Papas fritas con chicharrones; un deleite fuera de época
Chile es un país en que el consumo de carne es masivo y con crecimiento exponencial a lo largo de los años. Por otro lado lado, si se escarba en la historia culinaria de nuestra patria, notaremos que antaño la carne era más bien un lujo que sólo algunos podían darse; los que no debían conformarse con legumbres, pescados y, en el mejor de los casos, los interiores y derivados del animal. En estos últimos me voy a detener y comentar un poco.
En alguna época comer hígado, chunchules, mollejas, chicharrones, etecé etecé, era un premio de consuelo por no poder acceder al tan preciado corte de carne. Es así como estas delicias fueron perdiendo popularidad en la mesa criolla, transformándose en un gusto extraño, porque quién querría probar chicharrones si puede comerse un solomillo de cerdo. Por otro lado, la vorágine de los cambios en nuestra dieta nos ha hecho pensar que el mayor daño y principal enemigo de lo "saludable" se encuentra en estos platos altos en grasas animales, el problema es que pensamos eso mientras comemos un sahne nuss acompañado por una cocacola de litro. Entonces, nuestra dieta rica en hidratos de carbono refinados y abundante en carnes, termina por deteriorarnos tanto la salud como la perspectiva culinaria. Dicho eso, pasaré a defender la explosión de sabor que traen consigo las emblemáticas papas fritas con chicharrones... ¡Dios las bendiga!
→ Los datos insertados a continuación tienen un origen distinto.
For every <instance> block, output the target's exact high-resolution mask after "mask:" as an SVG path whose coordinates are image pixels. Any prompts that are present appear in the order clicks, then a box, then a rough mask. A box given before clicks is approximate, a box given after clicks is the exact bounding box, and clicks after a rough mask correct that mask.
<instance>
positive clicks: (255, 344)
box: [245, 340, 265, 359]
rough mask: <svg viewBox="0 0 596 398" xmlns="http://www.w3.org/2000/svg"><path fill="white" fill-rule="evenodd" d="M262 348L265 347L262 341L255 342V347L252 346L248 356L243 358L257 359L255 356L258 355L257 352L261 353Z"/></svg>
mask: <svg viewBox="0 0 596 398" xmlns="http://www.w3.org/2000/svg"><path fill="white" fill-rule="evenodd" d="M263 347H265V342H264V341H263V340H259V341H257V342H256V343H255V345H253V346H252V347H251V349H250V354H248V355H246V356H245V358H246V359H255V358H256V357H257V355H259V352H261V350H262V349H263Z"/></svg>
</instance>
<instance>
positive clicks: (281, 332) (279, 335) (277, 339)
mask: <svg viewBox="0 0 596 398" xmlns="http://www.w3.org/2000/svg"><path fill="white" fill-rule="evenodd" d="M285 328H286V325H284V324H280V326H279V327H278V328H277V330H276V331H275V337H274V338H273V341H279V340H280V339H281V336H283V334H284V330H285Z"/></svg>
No hay animal más generoso que el cerdo, esto porque de él se puede aprovechar absolutamente todo. Desde su tierno y magro lomo, hasta sus crujientes y sabrosas patas, pasando por sus orejas, tripas y demases. No por nada la cocina de Lyon, la capital culinaria de Francia, se especializa en derivados del cerdo. Lástima que nosotros no nos hemos enterado de las bondades de este noble animal, y lo tenemos relegado a un par de chuletas y uno que otro fiambre de baja ley. Aún así existen lugares de Chile, especialmente rurales, en donde aún se puede acceder con cierta facilidad a productos como el tocino de cerdo, el cual suele ser cortado con generosos pedazos de carne junto a la grasa porcina, para transformarse en el protagonista de las papas fritas con chicharrones.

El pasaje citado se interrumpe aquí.